It definitely isn't boring
11 June 2007
Warning: Spoilers
Many 1970's Italian horror films tried to rip-off Hollywood hits "Rosemary's Baby", "The Exorcist", or "The Omen". Well this one tries to rip-off all three at the same time, and the result is a completely incomprehensible mish-mash. As near as I could follow, the film is about a coven of middle-aged female Satanists who begin to have buyer's remorse over the deal they made with the Dark Prince after he targets their nubile teenage daughters(perhaps this is supposed to be a metaphor for former 60's "flower children" reconsidering what the social changes of that era had wrought by the late 70's?). Three of the women band together to fight back against their infernal master with disastrous results.

This movie has a surprisingly all-star European cast, but only Anne Heywood is in the film for any length of time. Marisa Mell appears suddenly in the middle of the film and disappears so fast you'd think she was just a mirage. John Phillip-Law is pretty much wasted in the role of a defrocked priest, and Irene Papas' character is similarly superfluous.
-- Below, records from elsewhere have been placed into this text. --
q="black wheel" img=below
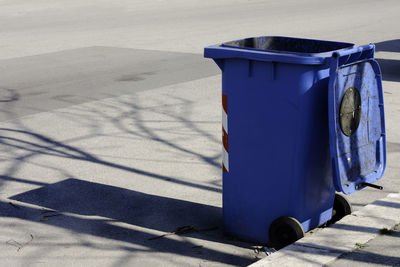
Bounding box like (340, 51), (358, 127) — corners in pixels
(269, 216), (304, 249)
(329, 194), (352, 223)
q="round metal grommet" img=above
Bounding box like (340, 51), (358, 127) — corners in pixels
(339, 87), (361, 136)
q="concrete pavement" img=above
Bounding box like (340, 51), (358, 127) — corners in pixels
(0, 0), (400, 266)
(251, 194), (400, 267)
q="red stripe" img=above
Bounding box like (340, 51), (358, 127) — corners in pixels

Several other supporting actresses/perennial pieces of tail like Carmen Russo and Dirce Funari show up too in non-speaking (and non-clothes-wearing) roles.

Gratuitous nudity seems to be the main raison d'etre of this one. It ends with a bizarre naked catfight between the decidedly middle-aged Anne Heywood and her obviously teenaged daughter (Lara Wendel). Aside from fulfilling some people's strange sex fantasies though, I have no idea what the point of this particular scene is. The ending does do "The Omen" one better though with the anti-Christ advancing on the Vatican City in a metered taxi-cab. Whatever it is, it definitely isn't boring.